Any reason you're wanting to piece the kit together rather than grabbing one of the many options both myself and the guys at BR sell? Either way, feel free to let me know and I'd be happy to help :thumbup:


----------



## fahrenheit62 (Dec 19, 2010)

[email protected] said:


> Any reason you're wanting to piece the kit together rather than grabbing one of the many options both myself and the guys at BR sell? Either way, feel free to let me know and I'd be happy to help :thumbup:


 buying in pieces during to lack of money


----------



## prospal (Mar 8, 2011)

fahrenheit62 said:


> buying in pieces during to lack of money


 just save up for the whole kit bud, it comes out cheaper :thumbup:


----------



## limet (Jan 8, 2009)

Tank, compressor, relay, wire (good amount), fuses, front and rear bags, 50ft of air line, water trap (optional but a good option!), and depending on what setup: either solenoids/gauges/controller or digital setup.
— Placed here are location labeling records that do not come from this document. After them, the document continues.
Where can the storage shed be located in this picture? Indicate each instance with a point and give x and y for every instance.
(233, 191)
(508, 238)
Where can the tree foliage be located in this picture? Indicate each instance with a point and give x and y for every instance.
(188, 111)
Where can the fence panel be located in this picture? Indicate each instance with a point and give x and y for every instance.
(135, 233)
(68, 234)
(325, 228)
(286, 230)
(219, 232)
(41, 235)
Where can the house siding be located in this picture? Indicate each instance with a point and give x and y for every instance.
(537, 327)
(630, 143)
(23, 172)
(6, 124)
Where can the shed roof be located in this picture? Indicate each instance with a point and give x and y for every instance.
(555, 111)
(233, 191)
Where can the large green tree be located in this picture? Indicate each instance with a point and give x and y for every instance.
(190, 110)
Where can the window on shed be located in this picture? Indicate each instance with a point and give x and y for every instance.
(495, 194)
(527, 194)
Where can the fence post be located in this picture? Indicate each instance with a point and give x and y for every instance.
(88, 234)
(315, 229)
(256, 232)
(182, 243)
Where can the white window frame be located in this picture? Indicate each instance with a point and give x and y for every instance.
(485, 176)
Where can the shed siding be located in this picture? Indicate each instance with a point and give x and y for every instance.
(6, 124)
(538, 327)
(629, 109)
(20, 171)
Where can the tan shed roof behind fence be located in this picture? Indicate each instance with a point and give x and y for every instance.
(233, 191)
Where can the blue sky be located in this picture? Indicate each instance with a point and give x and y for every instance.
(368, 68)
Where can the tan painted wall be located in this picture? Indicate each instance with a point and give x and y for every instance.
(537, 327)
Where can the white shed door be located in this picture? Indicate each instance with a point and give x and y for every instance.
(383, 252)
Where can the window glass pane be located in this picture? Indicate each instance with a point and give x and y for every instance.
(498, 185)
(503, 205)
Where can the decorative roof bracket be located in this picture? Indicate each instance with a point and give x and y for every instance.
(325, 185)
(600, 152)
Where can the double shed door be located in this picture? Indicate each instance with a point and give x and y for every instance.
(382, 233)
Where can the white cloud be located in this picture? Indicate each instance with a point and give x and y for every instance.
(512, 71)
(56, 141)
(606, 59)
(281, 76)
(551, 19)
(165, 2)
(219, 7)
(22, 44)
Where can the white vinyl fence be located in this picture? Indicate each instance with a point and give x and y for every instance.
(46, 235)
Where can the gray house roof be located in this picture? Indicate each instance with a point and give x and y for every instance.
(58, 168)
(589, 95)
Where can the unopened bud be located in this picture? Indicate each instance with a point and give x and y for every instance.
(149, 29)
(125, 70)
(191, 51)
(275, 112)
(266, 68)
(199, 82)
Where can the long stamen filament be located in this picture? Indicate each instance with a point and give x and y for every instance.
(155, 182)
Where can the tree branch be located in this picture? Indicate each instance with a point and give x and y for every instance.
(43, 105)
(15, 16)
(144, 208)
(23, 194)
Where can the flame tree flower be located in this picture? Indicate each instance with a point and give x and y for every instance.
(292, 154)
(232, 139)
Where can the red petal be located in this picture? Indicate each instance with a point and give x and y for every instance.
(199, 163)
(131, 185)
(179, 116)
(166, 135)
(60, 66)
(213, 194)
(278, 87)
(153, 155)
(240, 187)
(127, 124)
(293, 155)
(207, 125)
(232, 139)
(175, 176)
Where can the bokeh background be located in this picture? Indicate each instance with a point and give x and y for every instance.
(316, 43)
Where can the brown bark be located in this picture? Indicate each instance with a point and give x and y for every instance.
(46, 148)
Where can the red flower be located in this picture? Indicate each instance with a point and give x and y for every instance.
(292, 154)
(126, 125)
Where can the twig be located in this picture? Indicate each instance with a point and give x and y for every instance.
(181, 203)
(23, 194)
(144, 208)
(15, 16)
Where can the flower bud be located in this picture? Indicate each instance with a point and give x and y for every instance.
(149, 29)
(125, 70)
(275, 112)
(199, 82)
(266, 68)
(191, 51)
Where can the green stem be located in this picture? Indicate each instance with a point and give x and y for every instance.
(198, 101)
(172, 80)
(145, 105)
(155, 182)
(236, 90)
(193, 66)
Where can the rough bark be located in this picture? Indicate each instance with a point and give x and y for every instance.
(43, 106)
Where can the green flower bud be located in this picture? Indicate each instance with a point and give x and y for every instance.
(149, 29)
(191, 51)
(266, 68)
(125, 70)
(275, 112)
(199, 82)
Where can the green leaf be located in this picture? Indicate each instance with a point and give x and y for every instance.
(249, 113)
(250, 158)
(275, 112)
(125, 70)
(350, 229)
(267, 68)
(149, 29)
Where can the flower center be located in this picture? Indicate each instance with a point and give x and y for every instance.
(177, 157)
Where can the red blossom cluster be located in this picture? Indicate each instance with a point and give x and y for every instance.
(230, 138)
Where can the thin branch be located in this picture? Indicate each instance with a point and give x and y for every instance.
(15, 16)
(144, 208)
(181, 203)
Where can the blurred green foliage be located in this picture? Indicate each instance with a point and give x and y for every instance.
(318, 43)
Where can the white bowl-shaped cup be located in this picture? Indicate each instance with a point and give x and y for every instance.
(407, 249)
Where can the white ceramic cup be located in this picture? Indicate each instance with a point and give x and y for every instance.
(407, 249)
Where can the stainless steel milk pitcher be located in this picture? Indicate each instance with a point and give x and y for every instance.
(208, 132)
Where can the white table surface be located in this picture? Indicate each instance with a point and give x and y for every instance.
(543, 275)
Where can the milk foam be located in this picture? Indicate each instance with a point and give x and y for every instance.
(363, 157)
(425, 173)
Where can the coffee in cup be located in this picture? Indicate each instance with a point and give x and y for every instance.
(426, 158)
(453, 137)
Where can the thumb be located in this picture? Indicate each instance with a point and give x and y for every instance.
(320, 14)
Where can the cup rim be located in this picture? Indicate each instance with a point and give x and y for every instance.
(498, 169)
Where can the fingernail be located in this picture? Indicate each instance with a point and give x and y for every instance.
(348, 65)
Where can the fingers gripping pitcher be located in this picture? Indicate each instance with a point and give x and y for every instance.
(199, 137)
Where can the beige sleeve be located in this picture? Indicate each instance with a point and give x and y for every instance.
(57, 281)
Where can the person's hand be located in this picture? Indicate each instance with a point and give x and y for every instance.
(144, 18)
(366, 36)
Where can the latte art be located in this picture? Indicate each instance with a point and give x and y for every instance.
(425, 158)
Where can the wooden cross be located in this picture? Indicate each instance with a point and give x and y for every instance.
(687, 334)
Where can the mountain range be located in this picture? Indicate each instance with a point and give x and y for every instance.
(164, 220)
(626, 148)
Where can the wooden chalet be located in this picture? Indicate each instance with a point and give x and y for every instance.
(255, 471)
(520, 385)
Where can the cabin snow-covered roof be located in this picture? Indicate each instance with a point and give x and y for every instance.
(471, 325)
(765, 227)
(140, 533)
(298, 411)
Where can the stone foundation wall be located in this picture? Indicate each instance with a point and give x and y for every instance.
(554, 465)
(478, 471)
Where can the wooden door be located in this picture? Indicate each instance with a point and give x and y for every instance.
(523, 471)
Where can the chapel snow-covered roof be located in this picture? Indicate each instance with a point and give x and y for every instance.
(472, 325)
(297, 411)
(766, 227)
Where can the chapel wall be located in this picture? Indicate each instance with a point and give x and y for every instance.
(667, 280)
You can get a kit front bag riders for like $1500 I think. Or peice together with some used stuf and save some money but the only thugs worth getting used would probably be: tank/ compressor/ and maybe the bags depending condition. The rest would probably be best new to prevent leaks. All of these which the guys from bag riders woulde answered for you, and maybe pointed out some better options.


----------



## fahrenheit62 (Dec 19, 2010)

limet said:


> Tank, compressor, relay, wire (good amount), fuses, front and rear bags, 50ft of air line, water trap (optional but a good option!), and depending on what setup: either solenoids/gauges/controller or digital setup. You can get a kit front bag riders for like $1500 I think. Or peice together with some used stuf and save some money but the only thugs worth getting used would probably be: tank/ compressor/ and maybe the bags depending condition. The rest would probably be best new to prevent leaks. All of these which the guys from bag riders woulde answered for you, and maybe pointed out some better options.


 thanks for the info


----------



## johnnyR32 (Aug 31, 2004)

prospal said:


> just save up for the whole kit bud. :thumbup:


 :thumbup:


----------